Given a permutation p of length n, find its subsequence s1, s2, …, sk of length at least 2 such that: |s1−s2|+|s2−s3|+…+|sk−1−sk| is as big as possible over all subsequences of p with length at least 2. Among all such subsequences, choose the one whose length, k, is as small as possible. If multiple subsequences satisfy these conditions, you are allowed to find any of them. A sequence a is a subsequence of an array b if a can be obtained from b by deleting some (possibly, zero or all) elements. A permutation of length n is an array of length n in which every element from 1 to n occurs exactly once.
Input
The first line contains an integer t (1≤t≤2⋅104) — the number of test cases. The description of the test cases follows. The first line of each test case contains an integer n (2≤n≤105) — the length of the permutation p.

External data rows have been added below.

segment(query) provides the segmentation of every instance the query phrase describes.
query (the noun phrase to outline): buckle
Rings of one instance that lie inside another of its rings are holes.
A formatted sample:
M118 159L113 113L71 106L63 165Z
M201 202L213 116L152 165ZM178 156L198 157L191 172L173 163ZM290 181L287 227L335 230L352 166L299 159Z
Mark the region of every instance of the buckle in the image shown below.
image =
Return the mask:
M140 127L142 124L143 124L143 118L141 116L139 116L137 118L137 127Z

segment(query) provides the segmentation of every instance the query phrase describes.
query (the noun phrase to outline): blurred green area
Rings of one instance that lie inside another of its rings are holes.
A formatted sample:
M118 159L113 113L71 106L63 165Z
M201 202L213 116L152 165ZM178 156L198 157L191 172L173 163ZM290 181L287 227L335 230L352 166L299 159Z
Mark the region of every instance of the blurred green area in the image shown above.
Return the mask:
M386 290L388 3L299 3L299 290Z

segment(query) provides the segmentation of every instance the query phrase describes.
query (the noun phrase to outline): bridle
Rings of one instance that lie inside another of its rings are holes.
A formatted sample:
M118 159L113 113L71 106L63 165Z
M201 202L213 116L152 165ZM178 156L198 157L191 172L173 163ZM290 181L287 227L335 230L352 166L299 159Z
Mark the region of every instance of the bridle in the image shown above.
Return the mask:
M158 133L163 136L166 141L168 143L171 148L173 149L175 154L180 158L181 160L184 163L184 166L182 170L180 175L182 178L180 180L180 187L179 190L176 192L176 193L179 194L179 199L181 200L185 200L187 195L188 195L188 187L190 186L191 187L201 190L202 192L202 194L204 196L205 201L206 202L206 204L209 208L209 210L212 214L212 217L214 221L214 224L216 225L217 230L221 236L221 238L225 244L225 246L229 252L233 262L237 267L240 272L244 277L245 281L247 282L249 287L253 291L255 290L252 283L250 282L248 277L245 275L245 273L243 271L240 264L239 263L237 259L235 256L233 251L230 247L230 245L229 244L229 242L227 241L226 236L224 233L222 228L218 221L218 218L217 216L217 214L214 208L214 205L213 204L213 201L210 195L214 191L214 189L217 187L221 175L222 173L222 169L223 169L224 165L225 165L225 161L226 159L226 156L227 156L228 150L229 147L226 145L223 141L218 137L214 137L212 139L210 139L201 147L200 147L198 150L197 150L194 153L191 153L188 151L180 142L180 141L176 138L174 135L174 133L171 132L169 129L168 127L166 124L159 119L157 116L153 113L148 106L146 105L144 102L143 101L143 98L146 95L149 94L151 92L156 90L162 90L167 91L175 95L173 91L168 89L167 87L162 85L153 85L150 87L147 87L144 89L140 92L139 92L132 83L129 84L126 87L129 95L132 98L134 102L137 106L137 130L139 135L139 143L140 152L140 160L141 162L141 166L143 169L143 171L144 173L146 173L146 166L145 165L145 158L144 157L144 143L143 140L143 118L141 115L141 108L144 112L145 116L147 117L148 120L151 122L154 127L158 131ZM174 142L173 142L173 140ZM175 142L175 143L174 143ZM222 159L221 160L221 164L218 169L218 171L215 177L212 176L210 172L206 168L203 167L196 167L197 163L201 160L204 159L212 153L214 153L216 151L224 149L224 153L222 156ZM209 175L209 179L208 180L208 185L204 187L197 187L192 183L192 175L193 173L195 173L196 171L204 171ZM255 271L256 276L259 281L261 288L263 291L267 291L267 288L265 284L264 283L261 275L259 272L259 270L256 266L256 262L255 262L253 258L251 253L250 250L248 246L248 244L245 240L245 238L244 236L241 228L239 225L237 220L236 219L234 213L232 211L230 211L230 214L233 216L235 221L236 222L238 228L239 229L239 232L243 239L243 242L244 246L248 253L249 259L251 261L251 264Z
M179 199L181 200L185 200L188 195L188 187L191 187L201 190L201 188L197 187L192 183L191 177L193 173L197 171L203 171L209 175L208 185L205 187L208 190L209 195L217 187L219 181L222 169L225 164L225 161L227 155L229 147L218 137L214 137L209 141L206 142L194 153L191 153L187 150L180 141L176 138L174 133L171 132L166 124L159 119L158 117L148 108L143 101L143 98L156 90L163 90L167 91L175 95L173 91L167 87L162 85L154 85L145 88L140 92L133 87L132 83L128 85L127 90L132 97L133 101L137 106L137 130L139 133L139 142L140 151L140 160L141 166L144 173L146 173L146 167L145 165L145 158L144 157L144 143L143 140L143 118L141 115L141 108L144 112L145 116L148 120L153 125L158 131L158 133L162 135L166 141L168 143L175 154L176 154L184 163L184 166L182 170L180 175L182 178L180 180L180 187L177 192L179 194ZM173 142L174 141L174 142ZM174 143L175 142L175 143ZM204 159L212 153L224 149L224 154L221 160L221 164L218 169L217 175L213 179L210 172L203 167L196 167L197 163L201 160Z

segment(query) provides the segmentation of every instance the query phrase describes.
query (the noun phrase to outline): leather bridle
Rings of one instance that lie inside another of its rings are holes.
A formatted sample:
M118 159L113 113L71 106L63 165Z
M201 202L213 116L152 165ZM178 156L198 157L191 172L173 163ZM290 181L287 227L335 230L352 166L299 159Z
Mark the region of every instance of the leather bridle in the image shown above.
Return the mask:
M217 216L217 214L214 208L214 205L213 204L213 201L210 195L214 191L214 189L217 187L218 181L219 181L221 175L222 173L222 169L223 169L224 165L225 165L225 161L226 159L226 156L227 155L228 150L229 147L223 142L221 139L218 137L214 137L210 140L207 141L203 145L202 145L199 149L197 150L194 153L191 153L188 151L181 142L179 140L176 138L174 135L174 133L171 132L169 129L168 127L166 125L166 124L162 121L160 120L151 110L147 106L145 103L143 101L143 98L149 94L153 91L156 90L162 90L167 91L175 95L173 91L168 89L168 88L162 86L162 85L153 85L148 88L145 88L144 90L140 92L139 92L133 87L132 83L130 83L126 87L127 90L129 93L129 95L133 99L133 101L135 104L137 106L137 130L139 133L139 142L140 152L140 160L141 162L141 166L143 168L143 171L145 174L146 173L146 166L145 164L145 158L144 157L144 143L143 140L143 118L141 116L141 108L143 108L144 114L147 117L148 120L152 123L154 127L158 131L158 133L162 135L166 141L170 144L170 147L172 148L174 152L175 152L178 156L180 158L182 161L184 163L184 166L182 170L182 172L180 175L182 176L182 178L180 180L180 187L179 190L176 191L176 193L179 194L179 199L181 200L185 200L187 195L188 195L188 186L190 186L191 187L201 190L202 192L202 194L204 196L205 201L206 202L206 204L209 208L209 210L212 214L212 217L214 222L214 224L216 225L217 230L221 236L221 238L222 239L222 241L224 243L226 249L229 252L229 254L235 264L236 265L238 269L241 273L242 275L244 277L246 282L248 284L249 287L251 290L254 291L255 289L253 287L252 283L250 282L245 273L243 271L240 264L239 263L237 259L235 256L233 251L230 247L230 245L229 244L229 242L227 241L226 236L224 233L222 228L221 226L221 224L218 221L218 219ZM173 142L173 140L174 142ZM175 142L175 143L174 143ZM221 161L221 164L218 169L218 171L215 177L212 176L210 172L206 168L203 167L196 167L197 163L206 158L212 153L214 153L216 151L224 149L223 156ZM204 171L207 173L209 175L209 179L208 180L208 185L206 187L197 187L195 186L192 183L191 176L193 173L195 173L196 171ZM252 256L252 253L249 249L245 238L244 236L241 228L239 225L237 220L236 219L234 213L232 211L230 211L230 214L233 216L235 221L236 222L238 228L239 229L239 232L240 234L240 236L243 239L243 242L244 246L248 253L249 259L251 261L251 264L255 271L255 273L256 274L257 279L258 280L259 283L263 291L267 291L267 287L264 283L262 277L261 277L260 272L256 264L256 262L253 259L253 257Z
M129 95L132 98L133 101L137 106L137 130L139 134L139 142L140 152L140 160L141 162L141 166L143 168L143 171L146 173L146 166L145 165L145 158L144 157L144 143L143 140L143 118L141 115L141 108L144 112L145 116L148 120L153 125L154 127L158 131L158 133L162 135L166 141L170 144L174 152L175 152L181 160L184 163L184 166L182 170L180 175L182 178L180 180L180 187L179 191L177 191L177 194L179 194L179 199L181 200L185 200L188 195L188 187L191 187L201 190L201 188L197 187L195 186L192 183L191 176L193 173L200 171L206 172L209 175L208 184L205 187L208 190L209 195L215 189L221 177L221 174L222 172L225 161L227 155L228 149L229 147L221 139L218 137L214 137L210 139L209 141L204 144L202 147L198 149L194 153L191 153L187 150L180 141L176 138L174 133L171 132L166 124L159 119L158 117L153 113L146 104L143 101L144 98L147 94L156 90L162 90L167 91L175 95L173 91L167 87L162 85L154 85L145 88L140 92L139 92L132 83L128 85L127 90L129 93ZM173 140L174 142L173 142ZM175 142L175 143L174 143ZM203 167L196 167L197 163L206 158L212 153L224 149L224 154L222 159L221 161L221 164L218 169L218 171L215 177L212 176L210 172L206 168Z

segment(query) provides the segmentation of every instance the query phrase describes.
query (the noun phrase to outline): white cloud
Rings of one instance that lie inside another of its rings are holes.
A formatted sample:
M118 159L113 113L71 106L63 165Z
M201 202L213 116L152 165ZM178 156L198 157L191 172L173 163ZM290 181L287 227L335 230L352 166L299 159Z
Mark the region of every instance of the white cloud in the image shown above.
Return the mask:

The second line of each test case contains n integers p1, p2, …, pn (1≤pi≤n, pi are distinct) — the elements of the permutation p. The sum of n across the test cases doesn’t exceed 105.
Output
For each test case, the first line should contain the length of the found subsequence, k. The second line should contain s1, s2, …, sk — its elements. If multiple subsequences satisfy these conditions, you are allowed to find any of them.
Example
input 2 3 3 2 1 4 1 3 4 2 output 2 3 1 3 1 4 2
Note
In the first test case, there are 4 subsequences of length at least 2: [3,2] which gives us |3−2|=1. [3,1] which gives us |3−1|=2. [2,1] which gives us |2−1|=1. [3,2,1] which gives us |3−2|+|2−1|=2. So the answer is either [3,1] or [3,2,1]. Since we want the subsequence to be as short as possible, the answer is [3,1].
不难发现,当数组中存在连续的3个数且存在单调性时(如:123、321),我们可以删除三个数中间的数,这样得到的结果是一样的。 如: 1 2 3–> |1-2|+|2-3|=2。 删除中间数 1 3 --> |1-3|=2。 还有,如果两个相邻的数是相等的,则也可以删除其中一个。 这样,我们就可以找出a[]中所有的长度在3以上且具有单调性的子串,删除中间的数,只保留两头的两个数。最后剩下的数列即为答案。 这道题的思路很简单,我感觉这道题的难点其实是写代码。。。。